Even with a short amount of time, you can find practice opportunities in the shower, the car, while jogging, or as you eat breakfast the day of your presentation. The key here is to either review the words in your mind or say the words aloud when nobody else is around. You are most audience-aware and even nervous at the beginning of your talk, so knowing those opening sentences will give you a boost.
This helps you immediately PULL in the audience because you can make better eye contact with them and connect immediately.
U – UNIQUELY INVOLVE THEM
As soon as you establish your main point or theme, get them involved with a question, a show of hands, or simply large group “all at once” answers to simple questions. For example, you could ask, “How many of you are aware of the new developments in this product?” Then you can complement their knowledge or move into another involving question, such as, “which of these would you say is the most important for you?’
Just spending a few minutes at this early point will connect them to you and your topic.

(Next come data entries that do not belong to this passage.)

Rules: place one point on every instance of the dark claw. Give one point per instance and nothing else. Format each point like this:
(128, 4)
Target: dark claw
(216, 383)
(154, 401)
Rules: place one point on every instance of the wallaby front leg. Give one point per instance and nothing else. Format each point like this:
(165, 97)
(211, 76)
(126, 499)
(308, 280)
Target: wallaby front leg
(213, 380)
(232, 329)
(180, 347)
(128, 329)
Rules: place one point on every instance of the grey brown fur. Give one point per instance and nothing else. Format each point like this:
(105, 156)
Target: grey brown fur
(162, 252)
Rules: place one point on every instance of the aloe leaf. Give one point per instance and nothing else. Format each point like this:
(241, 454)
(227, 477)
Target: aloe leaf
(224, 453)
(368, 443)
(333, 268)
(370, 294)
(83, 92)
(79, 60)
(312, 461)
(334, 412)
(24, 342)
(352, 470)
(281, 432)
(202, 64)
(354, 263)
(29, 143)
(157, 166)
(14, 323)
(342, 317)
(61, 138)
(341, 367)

It will give you a sense of where they stand.
L- LOCATE 2-3 INTERACTION POINTS
Involvement doesn’t stop after the first few minutes. No matter how long your talk, find a few more spots to connect by asking another general question or (for larger audiences) to chat with a partner about a key issue or point. If you keep general questions non-threatening and easy, it is also easy for a group to call out responses. For example, “What do you think is the main challenge facing this roll-out?” Partners will always come up with something for you to react to – whether they agree or don’t agree. Next, expand on the answers you get and have fun with them, if appropriate.
L- LEARN TO TRUST THEIR NONVERBAL REACTIONS
Audiences give you constant clues that indicate how involved they are in your message – or not. Be honestly aware, and when you see them flipping ahead through handouts or leaving the room frequently or rolling their eyes, stop and listen to them. Ask them to arrive at more questions for you, check to see what they’re honing in on, ask for their opinions, split them into groups, point out brochure copy, put them at flipcharts to summarize – do anything to shake them up. Then be ready to modify your plan, your outline, or your agenda, and be humble!
Audiences want to be PULLED not PUSHED. With these four P-U-L-L techniques you can give them what they want and need – key take-aways they can apply in life and work.